>Free-will [was: The stuff of misery]

E G M (e_g_m@yahoo.com)
Sat, 11 Apr 1998 08:39:58 -0700 (PDT)

> Christopher Morbey (cmorbey@vanisle.net)
> Thu, 09 Apr 1998 11:54:53 -0700

> Suppose then that there is, in fact, no free-will. An alternative idea
> (we will omit the doctrine of predestination, here) would be that
> everything comes about by some sort of sophisticated pre-programming
> that can't be known in ultimate detail but we are reassured that cause
> determines effect. This being the case we have no means to think
> anything other than that which we have been programmed to think. We
> have, firmly in place, a total selection effect...even with
> unpredictability built in. Anything we measure or think or do
> ultimately derives from those processes that permitted us to measure
or think > or do.
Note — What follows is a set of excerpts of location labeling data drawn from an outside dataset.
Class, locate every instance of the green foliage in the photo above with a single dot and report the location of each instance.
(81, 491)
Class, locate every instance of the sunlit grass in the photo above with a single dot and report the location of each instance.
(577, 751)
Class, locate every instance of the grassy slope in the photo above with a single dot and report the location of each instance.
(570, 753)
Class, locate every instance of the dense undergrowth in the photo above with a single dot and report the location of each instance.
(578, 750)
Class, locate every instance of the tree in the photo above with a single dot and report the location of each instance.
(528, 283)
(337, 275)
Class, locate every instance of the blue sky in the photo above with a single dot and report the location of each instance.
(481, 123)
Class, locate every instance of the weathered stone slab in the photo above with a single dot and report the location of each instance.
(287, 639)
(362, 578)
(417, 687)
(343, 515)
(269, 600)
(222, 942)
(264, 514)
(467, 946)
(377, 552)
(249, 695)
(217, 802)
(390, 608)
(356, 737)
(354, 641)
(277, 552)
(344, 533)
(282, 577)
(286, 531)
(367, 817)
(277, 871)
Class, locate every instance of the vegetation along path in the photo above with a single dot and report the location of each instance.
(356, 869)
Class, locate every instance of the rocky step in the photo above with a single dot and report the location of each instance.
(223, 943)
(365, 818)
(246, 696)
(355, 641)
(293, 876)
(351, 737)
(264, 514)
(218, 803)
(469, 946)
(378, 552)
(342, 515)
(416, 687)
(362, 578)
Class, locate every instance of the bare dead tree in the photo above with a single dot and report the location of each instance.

It follows necessarily that effect determines cause.
What we have
> is a logical contradiction and in normal circumstances we reject the
> hypothesis that there is, in fact, no free-will. Simple enough, it
> would seem.

If there is, in fact, no free will; and if in fact we have been
programmed what to think, do, etc.; then we also have to refuse to
believe in other things as well such as: consciousness, intelligence,
logic, love, hate, pain, ecstasy, valor, insight,faith, vigor, envy,
darwinism and creation, etc, etc.. Like free-will, these things are
also ultimately chemically/physically determined at the various
length- and time-scales of nature and by its rules (BTW, even
"nature", may be just an "output", an appearance of some programming,
something in fact not real), and consequently are only appearances of
certain reality of which we can only perceive what we were programmed
to peceive. In this scenario, Natural Selection or Special Creation
appear to be possible "programmed" answers to our "obvious" existance;
but wait a minute, obvious to what or to whom? Is it not just obvious
to our "programming"?.

In a few words, IM-humble-O, if we start walking into the universe of
no free will we are in fact walking into a sort of Alice's Wonderland,
the creation of some author of which we don't know nothing, just like
my computer doesn't know what is INTEL, or who is Bill Gates, and what
I'm doing.


That that which is ultimately determined chemically/physically somehow
became "concious" of itself thru itself and by itself following the
rules of a game no one invented, is an idea that rests in perfect
subjectivism, in wanted-belief, in a kind of rational irrationality,
in fact in some kind of wishful avoidance of the only alternaltive.